Step 1 :Given that the initial concentration of lead was \(C_{0}\), we can say that \(a = C_{0}\).
Step 2 :The problem also states that the lead levels drop by \(30\%\) every four years. This means that every four years, the concentration is \(70\%\) of what it was four years prior. Therefore, the decay factor \(b\) is \(0.70\) every four years.
Step 3 :However, we want \(b\) to represent the decay factor per year, not per four years.

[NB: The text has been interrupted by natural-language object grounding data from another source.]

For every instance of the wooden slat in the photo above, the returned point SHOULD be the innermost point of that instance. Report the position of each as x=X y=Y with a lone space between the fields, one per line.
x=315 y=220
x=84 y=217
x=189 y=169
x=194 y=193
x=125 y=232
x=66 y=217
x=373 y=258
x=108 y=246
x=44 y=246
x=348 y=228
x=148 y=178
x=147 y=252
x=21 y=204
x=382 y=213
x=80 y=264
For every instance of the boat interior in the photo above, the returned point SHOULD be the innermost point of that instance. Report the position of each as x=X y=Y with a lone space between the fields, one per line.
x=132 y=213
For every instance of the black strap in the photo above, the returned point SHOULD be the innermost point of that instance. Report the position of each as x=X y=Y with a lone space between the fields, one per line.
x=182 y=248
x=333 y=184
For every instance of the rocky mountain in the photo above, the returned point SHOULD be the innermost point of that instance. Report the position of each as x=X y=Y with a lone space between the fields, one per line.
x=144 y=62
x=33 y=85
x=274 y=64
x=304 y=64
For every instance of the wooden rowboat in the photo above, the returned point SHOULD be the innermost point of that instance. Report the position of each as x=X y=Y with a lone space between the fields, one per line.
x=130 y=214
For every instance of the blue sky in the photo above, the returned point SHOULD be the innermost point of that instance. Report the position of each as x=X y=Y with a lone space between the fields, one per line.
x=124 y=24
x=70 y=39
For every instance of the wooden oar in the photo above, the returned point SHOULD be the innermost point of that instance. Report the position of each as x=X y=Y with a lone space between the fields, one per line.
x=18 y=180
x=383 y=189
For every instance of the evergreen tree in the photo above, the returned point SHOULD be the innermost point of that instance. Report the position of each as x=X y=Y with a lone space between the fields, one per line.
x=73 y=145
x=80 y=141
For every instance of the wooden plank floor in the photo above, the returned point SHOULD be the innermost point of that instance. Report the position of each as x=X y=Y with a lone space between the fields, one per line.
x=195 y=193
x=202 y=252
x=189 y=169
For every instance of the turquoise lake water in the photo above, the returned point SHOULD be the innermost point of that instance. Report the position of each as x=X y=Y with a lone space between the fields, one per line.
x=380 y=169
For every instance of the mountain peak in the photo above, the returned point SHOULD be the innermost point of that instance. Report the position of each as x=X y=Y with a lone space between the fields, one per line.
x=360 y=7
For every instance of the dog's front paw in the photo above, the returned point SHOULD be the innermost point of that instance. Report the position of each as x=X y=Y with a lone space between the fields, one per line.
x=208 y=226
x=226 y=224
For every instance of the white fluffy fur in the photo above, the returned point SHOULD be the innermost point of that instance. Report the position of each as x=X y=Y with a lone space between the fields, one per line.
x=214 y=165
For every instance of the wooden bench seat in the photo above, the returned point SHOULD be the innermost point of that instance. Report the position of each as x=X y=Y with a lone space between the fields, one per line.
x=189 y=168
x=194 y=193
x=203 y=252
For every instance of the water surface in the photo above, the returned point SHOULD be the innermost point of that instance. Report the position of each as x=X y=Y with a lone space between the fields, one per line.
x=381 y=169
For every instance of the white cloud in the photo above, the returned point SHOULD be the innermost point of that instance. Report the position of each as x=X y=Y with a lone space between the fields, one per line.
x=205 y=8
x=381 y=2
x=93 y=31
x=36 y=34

To find this, we take the fourth root of \(0.70\) to find the yearly decay factor.
Step 4 :So, let's calculate \(b\): \(b = 0.70^{1/4}\)
Step 5 :Now, we can substitute \(a\) and \(b\) into the formula: \(C = C_{0} \cdot (0.70^{1/4})^{t}\)
Step 6 :This is the formula for the concentration of lead in the pond \(t\) years after being polluted by a factory.
Step 7 :Now, let's calculate the values of \(a\) and \(b\) to four decimal places: \(a = C_{0}\) and \(b = 0.70^{1/4} \approx 0.9123\)
Step 8 :So, \(a = C_{0}\) tells us that the initial concentration of lead in the pond was \(C_{0}\), and \(b = 0.9123\) tells us that each year, the concentration of lead in the pond is approximately \(91.23\%\) of what it was the previous year.